Opening Day Flashbacks, 1974

Entering the 1974 season, Braves legend Henry Aaron was one home run short of tying Babe Ruth's record for career home runs. With Aaron standing on 713, and wanting him to break the record at home, Braves management decided they were going to sit Hammerin' Hank for the opening three-game series in Cincinnati. Bowie Kuhn, major league baseball commissioner at the time, objected to the decision and ordered Braves manager Eddie Mathews to play Aaron in two of the Braves three games in the Queen City.

April 4, 1974 Riverfront Stadium, Cincinnati, Ohio
With a full-house of 52,124 people in attendance, the 1974 National League opener got off to a bang as two of the first three Braves hitters reached base off of Red's starter Jack Billingham. Then, with the count 3 and 1 and on his first swing of the season, Aaron tied the hallowed record-giving the Braves a 3-0 lead. Billingham, who endured a tornado in his town the night before the game, was no stranger to Aaron- having given up home runs number 528, 636, 641, and 709 to the soon-to-be Home Run King. The Braves took a 6-2 lead into the bottom of the eighth inning, when Phil Niekro would come into relieve starter Carl Morton after Morton walked lead off hitter Pete Rose. After Dan Driessen singled to right, Tony Perez hit a three-run homer-cutting Atlanta's lead to 6-5. With two outs in the bottom of the ninth, and still trailing 6-5, pinch-hitter George Foster singled to left to keep the Reds alive, and would then score the tying run when Pete Rose doubled to center. Rose would double again with two-outs, this time in the bottom of the eleventh, and would score the winning run from second on a wild pitch by losing pitcher Buzz Capra.

Player of the Game-Hank Aaron
With all due respect to Rose, who went 3-5 with 3 runs, 2 doubles, a walk,and an RBI- the man of the hour (and of the night) was Hammerin' Hank. Aaron, who homered on the next to last game of the 1973 season to put him one short of Ruth, had to endure an off-season as the recipient of hate-mail, death threats, and a fear of whether or not he would be alive by the time Opening Day 1974 arrived. Of course, four days later, during the Braves home opener, nearly 54,000 people would witness the record fall-as Aaron would homer off of Dodgers' starter Al Downing in the bottom of the fourth.

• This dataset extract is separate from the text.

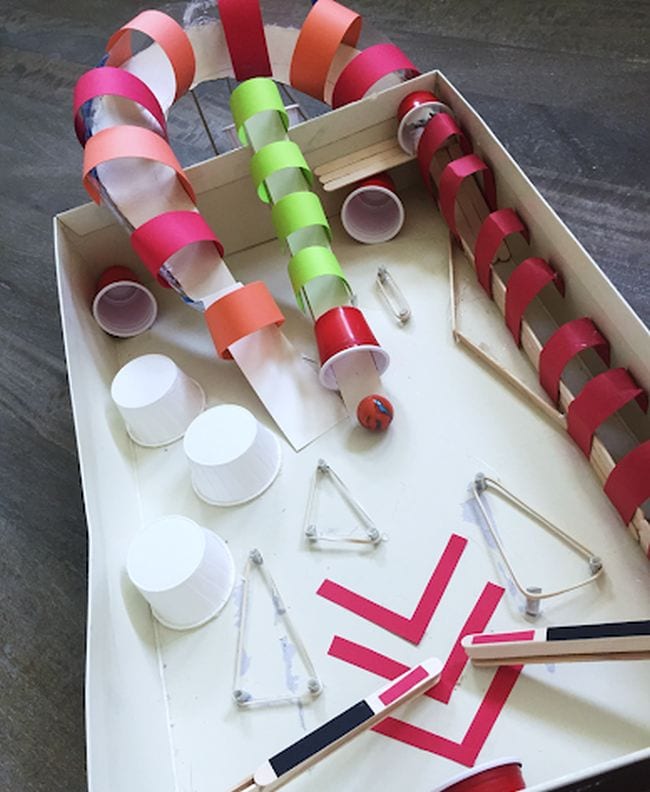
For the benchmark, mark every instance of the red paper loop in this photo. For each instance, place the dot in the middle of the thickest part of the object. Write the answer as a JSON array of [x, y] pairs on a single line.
[[565, 343], [109, 81], [437, 133], [367, 68], [524, 284], [628, 485], [451, 179], [494, 229], [240, 313], [328, 25], [243, 27], [158, 239], [168, 34], [600, 398], [342, 328]]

Pitcher of the Game-Clay Carroll
Clay Carroll, who began his career with the Milwaukee Braves in 1964,
pitched 1.2 shutout innings in picking up the victory. It would be the first of twelve wins on the season (versus only five losses) for the Reds reliever.
The following season would be his last in Cincinnati, who
would trade him to the White Sox following the 1975 season.